Well, now here he is -- his real name is Scott Thomas Beauchamp, he's a soldier, and as best I can tell nobody has yet brought forward any serious reason to doubt his story. Needless to say, rather than spend some time reflecting on the fact-free zone the conservative press is trying to create, Jonah Goldberg is attacking Beauchamp while Mark Steyn argues that Jonah isn't attacking him viciously enough.
Not a single one of these right-wing hyenas can lay a glove on Beauchamp's story, because he's "testifying" from personal knowledge, and none of them has any personal knowledge or a witness to refute him. That doesn't stop the wind ensemble from trying. Do you hear that little high-pitched toot toot toot, boys and girls? That's Michelle Malkin.

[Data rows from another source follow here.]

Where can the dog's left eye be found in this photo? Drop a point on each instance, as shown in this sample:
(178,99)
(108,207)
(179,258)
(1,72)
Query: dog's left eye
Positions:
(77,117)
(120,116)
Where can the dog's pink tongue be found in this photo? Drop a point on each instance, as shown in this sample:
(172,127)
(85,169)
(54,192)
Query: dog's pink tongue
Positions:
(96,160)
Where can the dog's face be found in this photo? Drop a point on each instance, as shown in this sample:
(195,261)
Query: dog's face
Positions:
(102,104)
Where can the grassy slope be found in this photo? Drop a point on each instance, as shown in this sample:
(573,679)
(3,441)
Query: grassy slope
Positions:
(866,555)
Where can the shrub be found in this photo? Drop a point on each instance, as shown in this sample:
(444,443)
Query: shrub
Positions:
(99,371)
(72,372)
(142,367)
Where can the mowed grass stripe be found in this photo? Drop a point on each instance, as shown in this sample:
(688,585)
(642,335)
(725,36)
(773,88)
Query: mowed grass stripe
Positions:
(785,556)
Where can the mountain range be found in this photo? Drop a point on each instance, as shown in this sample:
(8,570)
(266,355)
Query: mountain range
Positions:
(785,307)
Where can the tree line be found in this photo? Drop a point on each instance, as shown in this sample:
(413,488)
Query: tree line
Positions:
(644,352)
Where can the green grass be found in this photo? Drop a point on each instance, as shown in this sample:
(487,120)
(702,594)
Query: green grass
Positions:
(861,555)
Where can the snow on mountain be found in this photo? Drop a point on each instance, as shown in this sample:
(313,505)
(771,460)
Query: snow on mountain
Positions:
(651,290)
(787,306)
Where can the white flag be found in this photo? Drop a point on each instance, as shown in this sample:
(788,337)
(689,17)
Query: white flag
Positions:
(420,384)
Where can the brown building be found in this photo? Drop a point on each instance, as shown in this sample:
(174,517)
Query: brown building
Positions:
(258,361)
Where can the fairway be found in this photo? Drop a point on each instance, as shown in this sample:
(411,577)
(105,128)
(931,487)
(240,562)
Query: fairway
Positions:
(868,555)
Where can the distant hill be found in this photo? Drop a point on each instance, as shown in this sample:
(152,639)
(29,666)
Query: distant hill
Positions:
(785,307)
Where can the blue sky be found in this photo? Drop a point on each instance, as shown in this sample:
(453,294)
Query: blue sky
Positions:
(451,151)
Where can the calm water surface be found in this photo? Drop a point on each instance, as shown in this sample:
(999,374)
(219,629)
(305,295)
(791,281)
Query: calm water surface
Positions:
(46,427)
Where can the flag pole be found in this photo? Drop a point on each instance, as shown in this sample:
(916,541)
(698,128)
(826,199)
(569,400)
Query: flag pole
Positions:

Take on the other hand the Iraq "expert" that Katie wants to foist on us: Peter Hegseth. Katie tell us, and so does Peter, that Peter's got the recipe for Iraq because, well, let's let Peter tell us:
"Who better to lead the fight for finishing the mission than the guys who fought on the front-lines and understand the stakes of the battle?" Hegseth said.
At 27, Peter's qualifications seem to be that 1) he's shot at Iraqis, and 2) a right-wing think tank is willing to keep him off the street.
So now Spot asks you boys and girls, who is the more credible witness? Peter Hegseth who claims to know how to win the war in Iraq, or Scott Thomas Beauchamp, who is just talking about some of his personal experiences?